OP is not the one who made this 25yo site.

davidcollantes|11 days ago

"Out of 18, you scored 9". I am considered "normal". Best compliment of the day.

tjwebbnorfolk|11 days ago

Now do England, Ireland, Germany, France :)

glitchc|11 days ago

Exactly! I'm sure most Asian people would fail that test. What a silly thing to measure.

NooneAtAll3|11 days ago

to be fair I'd love such a quizz

thenthenthen|10 days ago

13/18 Moon Lee’s pics. This is too easy.

marginalia_nu|10 days ago

10/18 for modern art.
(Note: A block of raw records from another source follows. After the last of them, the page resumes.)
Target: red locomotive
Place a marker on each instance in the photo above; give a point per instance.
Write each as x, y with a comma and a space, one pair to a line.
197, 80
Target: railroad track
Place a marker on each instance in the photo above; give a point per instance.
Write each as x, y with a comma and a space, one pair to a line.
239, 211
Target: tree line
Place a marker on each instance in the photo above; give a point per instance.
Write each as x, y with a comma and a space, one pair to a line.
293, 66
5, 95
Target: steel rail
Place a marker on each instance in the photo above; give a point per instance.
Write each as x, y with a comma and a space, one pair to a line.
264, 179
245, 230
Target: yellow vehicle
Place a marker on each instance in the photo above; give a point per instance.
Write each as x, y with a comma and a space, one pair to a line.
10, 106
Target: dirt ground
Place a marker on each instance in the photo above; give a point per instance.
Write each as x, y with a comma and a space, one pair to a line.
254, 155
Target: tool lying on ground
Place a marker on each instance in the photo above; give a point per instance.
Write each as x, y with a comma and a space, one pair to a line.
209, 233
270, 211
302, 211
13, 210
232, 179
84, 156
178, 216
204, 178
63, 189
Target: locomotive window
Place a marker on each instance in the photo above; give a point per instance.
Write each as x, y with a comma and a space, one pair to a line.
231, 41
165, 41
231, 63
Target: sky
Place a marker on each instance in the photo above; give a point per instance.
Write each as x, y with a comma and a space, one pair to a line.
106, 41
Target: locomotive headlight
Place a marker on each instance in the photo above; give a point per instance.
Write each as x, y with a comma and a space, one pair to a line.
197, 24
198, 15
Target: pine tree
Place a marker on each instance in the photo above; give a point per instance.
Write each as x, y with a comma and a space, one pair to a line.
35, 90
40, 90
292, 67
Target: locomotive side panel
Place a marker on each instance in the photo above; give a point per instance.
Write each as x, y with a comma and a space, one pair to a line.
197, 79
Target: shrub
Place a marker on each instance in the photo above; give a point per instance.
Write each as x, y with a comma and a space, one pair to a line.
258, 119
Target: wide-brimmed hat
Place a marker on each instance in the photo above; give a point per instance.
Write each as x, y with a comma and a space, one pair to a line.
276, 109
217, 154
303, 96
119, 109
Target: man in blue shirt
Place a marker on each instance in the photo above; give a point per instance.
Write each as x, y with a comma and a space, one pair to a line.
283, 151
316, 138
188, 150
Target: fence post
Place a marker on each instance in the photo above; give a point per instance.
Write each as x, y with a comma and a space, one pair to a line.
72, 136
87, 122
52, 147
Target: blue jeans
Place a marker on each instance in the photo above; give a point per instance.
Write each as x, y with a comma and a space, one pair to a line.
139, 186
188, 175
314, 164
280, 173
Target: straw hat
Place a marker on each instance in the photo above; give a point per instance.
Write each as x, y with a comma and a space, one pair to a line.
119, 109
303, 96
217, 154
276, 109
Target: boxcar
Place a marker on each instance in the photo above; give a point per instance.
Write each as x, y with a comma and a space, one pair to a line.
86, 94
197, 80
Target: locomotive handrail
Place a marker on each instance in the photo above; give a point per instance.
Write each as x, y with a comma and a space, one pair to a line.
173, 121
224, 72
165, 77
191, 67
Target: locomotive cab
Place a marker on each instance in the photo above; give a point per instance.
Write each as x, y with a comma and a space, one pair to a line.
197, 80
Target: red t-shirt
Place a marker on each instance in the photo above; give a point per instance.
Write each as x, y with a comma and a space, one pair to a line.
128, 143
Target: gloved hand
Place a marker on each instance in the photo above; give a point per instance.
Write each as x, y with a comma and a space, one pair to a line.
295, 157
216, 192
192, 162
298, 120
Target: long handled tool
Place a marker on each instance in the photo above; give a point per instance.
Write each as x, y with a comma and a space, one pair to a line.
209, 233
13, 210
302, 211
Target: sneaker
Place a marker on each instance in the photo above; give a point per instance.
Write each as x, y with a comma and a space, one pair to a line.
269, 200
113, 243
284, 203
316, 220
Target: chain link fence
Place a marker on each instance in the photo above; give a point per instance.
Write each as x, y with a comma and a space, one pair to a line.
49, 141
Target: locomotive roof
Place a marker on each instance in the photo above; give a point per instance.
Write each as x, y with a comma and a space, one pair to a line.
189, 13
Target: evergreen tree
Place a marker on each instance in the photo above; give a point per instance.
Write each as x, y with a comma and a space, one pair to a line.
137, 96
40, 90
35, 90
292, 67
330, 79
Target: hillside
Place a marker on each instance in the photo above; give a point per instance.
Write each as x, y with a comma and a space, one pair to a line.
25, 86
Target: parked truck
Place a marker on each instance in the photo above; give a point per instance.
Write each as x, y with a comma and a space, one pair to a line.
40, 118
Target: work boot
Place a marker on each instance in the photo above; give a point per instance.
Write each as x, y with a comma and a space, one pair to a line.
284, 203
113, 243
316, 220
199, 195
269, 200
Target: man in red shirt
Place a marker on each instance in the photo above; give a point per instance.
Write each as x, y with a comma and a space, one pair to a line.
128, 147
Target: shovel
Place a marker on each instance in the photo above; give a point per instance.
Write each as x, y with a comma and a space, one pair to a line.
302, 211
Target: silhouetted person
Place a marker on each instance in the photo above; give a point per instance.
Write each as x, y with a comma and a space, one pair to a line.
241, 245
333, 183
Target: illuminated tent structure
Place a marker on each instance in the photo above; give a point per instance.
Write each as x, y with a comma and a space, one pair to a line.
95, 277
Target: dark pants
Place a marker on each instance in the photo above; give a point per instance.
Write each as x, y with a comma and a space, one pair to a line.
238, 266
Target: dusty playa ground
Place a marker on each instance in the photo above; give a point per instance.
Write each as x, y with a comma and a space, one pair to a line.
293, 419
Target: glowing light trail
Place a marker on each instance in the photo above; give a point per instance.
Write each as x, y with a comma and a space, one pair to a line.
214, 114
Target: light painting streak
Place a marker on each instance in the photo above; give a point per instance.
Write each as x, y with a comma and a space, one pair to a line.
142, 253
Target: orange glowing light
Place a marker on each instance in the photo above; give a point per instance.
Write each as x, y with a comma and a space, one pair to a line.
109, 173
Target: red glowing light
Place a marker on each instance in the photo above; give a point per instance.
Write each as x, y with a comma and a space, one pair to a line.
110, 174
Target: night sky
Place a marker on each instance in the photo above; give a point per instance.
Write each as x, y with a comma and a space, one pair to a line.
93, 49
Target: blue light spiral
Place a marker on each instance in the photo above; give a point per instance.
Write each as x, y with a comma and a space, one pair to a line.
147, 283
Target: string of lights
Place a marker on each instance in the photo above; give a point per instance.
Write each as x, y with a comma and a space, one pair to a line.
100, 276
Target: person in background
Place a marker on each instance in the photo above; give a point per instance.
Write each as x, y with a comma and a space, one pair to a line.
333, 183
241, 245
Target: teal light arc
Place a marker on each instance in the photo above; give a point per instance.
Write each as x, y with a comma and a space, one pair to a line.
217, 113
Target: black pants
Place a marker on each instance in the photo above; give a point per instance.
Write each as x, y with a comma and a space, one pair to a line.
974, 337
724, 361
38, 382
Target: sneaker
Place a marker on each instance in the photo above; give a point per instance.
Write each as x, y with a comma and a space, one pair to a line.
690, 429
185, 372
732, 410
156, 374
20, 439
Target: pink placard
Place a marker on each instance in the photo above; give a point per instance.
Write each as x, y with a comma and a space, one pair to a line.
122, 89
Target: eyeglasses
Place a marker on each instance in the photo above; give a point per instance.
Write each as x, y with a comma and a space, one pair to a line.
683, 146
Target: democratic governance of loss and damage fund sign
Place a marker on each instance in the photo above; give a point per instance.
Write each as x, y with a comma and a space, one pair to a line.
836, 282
Pretty hard quiz.

dt3ft|11 days ago

"Out of 18, you scored 1". I am so sorry.

cs02rm0|11 days ago

6. It turns out they do all look the same, to me.

YeGoblynQueenne|11 days ago

That's great, but I wonder whether SE Asian people are any better at telling e.g. what European country someone is from, or what African country etc. It's a bit shit but we all look the same if you look from far enough away. Like, I'm Greek but I have fair hair, skin and eyes despite most people in the UK expecting me to be "olive skinned" and I have friends who could easily pass for Swedish, or, conversely, Libyan or Pakistani. You just can't tell.

E.g. one of the Mongol invaders from Medieval Total War II had a soundbite that said "You all look the same to me!". I guess we all do.

oersted|11 days ago

Little houses, on the hillside...

martini333|10 days ago

Now do the same for Scandinavia, Africa, South America or anywhere else...

int27h-tsr|11 days ago

it's a trap: they are all chinese

gsf_emergency_6|11 days ago

From older version of the site:

https://archive.ph/http://alllooksame.com/

https://archive.ph/CeR00

>this is what happens generally when you fight against anything out of anger. It’s not that you have no justification for fighting; the real problem is that your efforts only make the situation worse, not just for others, but for yourself also.

Problem is that it's hard to recognise that something is worth our moral efforts without feeling angry at the same time. Stoicism is constant work.